Caitlin: Yes, so one of the important rulings was Fausett v. Walgreen Co., where the Illinois Supreme Court ruled that plaintiffs bringing claims under the FCRA, or its amendment FACTA, must show a concrete injury to have standing in Illinois state courts. The court held that because the FCRA does not explicitly identify who may sue, plaintiffs cannot rely on statutory standing based solely on a technical violation. Instead, they must meet common law standing, which requires a distinct and concrete injury. In this case, the plaintiff alleged that Walgreens printed too many digits of her debit card number on a receipt, violating FACTA, but she admitted she suffered no actual harm, such as identity theft or misuse of the receipt. The court found this insufficient and ruled that the plaintiff lacked standing overturning the class certification. The decision blocks no-injury FCRA/FACTA lawsuits in Illinois state courts, aligning them more closely with federal standing rules established in Spokeo v. Robins, and potentially affecting other federal statutes with similar private action provisions.
Jerry: That is a key ruling. Certainly, it underscores the M.O. of the plaintiffs’ bar to find a case, file it, certify it, and then monetize it with a settlement. How did the plaintiffs’ bar do in this space in 2025 in terms of class action settlements?
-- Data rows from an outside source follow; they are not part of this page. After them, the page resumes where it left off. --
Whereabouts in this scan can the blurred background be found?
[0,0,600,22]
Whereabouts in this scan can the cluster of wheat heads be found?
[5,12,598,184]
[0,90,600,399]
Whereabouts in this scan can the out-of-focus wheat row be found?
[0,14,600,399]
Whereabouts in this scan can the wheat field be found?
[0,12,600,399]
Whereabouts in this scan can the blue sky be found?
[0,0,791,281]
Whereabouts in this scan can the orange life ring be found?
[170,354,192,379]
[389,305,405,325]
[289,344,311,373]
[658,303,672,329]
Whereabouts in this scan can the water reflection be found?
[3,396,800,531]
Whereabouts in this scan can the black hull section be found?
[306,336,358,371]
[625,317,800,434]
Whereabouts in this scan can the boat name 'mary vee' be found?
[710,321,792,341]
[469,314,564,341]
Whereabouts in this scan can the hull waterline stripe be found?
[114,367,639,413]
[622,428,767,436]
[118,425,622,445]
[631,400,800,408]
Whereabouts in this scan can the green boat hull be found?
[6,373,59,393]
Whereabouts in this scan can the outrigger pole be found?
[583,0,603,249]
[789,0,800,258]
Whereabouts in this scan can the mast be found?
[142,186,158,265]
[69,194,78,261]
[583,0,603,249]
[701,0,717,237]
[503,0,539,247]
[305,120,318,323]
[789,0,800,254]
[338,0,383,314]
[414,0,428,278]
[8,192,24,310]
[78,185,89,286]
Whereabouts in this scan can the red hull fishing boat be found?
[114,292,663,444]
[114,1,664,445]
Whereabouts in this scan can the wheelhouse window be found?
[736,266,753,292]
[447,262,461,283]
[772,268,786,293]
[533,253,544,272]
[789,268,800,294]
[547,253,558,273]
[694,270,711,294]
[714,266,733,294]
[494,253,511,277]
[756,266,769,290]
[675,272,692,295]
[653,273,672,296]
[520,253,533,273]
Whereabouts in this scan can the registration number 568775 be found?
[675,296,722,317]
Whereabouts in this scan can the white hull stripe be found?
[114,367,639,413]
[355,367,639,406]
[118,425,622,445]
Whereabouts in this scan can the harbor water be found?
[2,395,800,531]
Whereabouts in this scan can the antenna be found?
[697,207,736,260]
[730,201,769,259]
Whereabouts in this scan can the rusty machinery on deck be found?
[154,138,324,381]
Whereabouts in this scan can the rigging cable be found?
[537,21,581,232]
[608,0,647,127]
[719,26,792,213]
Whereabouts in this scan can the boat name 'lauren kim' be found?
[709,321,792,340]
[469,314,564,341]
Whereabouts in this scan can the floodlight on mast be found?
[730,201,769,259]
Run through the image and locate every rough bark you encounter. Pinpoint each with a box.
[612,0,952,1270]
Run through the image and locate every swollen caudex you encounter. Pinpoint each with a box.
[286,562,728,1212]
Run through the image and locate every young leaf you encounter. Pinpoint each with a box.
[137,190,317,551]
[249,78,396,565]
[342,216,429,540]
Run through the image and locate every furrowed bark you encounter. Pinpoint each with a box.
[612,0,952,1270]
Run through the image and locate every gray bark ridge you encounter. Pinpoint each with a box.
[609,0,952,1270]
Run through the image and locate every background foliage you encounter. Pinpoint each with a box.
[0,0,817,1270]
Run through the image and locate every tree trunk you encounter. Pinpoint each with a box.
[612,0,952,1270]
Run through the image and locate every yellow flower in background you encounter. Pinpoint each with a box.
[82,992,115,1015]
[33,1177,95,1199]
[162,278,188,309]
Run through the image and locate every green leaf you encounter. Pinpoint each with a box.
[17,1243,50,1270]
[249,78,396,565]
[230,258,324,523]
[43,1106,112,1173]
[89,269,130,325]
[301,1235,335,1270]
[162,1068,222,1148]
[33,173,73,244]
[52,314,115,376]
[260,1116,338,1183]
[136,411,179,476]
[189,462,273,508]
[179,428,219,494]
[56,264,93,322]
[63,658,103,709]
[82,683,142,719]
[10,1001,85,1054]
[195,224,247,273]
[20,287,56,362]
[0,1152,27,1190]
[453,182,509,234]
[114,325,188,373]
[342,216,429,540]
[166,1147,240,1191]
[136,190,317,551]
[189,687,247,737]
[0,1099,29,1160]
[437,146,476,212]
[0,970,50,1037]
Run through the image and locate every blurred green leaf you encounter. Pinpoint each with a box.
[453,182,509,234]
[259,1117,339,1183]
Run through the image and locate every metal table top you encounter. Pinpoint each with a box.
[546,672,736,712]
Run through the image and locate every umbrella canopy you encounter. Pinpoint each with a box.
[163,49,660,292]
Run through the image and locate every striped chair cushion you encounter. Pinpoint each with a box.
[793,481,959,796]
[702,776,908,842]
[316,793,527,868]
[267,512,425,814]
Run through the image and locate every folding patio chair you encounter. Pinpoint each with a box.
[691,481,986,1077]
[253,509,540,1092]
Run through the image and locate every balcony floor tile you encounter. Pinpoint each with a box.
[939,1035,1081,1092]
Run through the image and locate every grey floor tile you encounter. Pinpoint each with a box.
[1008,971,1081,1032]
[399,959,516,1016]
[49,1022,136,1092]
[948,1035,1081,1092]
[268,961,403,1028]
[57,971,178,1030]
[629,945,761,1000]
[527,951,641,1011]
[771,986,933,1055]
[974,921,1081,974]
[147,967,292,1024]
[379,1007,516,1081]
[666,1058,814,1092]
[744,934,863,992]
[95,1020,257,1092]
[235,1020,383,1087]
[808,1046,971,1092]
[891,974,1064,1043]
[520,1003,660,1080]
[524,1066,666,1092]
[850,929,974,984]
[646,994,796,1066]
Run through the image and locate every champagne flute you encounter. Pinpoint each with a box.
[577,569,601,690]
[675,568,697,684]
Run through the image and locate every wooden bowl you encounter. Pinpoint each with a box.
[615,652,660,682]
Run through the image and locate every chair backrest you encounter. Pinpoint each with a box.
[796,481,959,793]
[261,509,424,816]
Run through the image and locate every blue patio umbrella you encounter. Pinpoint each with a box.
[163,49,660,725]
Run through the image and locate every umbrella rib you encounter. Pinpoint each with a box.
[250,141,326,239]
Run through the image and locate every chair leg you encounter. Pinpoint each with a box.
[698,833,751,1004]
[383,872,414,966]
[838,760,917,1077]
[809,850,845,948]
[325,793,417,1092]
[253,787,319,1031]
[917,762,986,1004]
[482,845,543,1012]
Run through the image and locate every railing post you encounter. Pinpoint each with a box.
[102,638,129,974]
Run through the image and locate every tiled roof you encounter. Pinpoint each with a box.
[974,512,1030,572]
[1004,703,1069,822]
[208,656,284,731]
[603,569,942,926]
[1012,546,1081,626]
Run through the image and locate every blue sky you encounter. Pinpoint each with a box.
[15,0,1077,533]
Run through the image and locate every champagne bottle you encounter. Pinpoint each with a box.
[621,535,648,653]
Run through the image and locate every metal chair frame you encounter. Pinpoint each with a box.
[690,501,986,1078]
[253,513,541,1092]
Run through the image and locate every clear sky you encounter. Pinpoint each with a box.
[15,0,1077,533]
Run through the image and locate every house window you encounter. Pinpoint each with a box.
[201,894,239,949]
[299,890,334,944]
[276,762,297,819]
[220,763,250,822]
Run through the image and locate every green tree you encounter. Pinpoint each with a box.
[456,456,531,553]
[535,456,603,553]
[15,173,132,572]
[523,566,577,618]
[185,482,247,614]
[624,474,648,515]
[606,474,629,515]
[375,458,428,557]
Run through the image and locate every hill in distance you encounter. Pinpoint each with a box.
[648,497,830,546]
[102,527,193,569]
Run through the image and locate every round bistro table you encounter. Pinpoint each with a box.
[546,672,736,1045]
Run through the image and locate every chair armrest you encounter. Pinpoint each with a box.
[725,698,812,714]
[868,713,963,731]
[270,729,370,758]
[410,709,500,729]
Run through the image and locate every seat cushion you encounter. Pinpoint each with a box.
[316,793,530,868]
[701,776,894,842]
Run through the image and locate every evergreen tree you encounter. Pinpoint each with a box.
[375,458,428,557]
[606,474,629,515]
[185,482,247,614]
Anna: In 2025, the top 10 FCRA, FDCPA, and FACTA settlements totaled $74.77 million. This was a significant increase from the prior year, when the top 10 class action settlements totaled $42.43 million. However, it’s lower than 2023, when the top 10 settlements totaled just around $100 million.

Jerry: Well, we continue to track class action settlements in all substantive areas on a 24-7, 365 basis, and so we’ll be analyzing and providing analytics on those numbers throughout the year. Thank you both for being here today, and thank you, our loyal listeners, for tuning in. Please stop by our website and our blog for a free copy of the FCRA Class Action Review e-book.
Caitlin: Thank you so much for the opportunity, Jerry.
Anna: Thanks for having me, Jerry, and thanks to everyone for listening.